I write a list of books to find in the unsecret rooms of the New York Public Library, books without guard dogs or monsters between them and me, uncaged books -- books about physics and math, books explaining the universe, books about voids and anti-voids and infinity, books of poems, books of letters, a book proving that Ingeborg Bachmann once was nineteen and completely happy, sitting in a summer garden talking about literature as a British-Jewish soldier kissed her hands for the first time -- she wrote in her diary that even if she lived to be one-hundred, she knew this would be the happiest summer of her life. She didn’t live to be one-hundred. A book written by Mark Twain called In Defense of Harriet Shelley. Aristophanes’s plays, not in translation. A memoir -- written by a grown-up version of a boy who once wrote me a poem with the line “All I care about is you” -- that doesn’t mention me at all. Books by Rimbaud and Rabelais. Books by Dostoevsky about writing Dostoevsky books. Books that were once banned or burned, but then rescued. Books picked unrandomly from the collection of 53 million books, all of them written by authors who have died or who will end up dying.

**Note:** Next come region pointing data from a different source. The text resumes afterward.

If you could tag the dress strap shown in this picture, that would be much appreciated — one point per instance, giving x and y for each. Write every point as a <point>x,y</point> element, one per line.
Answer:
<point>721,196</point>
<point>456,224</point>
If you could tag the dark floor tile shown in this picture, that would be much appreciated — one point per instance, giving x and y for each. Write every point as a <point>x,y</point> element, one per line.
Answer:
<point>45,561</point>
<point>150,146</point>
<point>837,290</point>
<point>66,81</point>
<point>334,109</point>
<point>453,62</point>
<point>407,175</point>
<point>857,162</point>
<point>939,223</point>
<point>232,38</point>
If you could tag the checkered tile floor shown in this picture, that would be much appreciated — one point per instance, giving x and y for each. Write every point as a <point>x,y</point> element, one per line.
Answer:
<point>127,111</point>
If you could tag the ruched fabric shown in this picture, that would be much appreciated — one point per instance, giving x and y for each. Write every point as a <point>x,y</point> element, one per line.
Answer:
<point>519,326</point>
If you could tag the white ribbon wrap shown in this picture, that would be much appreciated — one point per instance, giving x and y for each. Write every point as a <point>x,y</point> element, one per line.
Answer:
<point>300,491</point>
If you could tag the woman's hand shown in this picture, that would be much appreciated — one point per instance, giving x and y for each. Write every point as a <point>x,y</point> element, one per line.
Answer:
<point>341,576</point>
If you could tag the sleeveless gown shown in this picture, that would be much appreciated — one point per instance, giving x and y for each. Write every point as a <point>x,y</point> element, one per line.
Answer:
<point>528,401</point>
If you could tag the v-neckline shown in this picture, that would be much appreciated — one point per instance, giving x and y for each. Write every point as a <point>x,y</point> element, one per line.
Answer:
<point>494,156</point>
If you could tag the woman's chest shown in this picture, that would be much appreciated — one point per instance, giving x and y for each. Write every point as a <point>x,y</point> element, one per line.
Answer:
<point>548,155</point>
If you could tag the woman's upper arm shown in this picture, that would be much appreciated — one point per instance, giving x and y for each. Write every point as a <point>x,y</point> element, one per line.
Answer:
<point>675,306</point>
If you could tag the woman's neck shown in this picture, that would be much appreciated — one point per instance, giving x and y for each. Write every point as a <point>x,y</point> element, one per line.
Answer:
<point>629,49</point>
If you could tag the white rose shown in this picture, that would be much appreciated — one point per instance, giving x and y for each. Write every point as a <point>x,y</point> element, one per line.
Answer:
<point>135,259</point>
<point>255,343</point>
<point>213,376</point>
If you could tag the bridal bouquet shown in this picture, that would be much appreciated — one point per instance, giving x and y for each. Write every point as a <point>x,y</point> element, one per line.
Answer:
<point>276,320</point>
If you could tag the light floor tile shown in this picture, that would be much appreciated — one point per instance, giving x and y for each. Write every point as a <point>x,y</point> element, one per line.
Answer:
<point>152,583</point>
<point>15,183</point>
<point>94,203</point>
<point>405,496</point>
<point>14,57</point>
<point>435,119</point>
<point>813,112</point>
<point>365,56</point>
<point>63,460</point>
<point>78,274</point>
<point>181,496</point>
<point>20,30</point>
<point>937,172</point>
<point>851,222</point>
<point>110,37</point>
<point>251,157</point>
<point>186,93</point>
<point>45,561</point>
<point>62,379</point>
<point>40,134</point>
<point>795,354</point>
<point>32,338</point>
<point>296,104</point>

I write a list, in my illegible scrawl, and then I wonder how the list is different at all from a list of activities, from Pray; shower; breakfast. I’ll think about my small, painful problems, and the huge, fiery problems of the rest of the human world, looming under my window, and I’ll go outside into the too-early summer and run into myself, bare-headed, on a New York street. She’ll say, I understand you. I’ll shrug.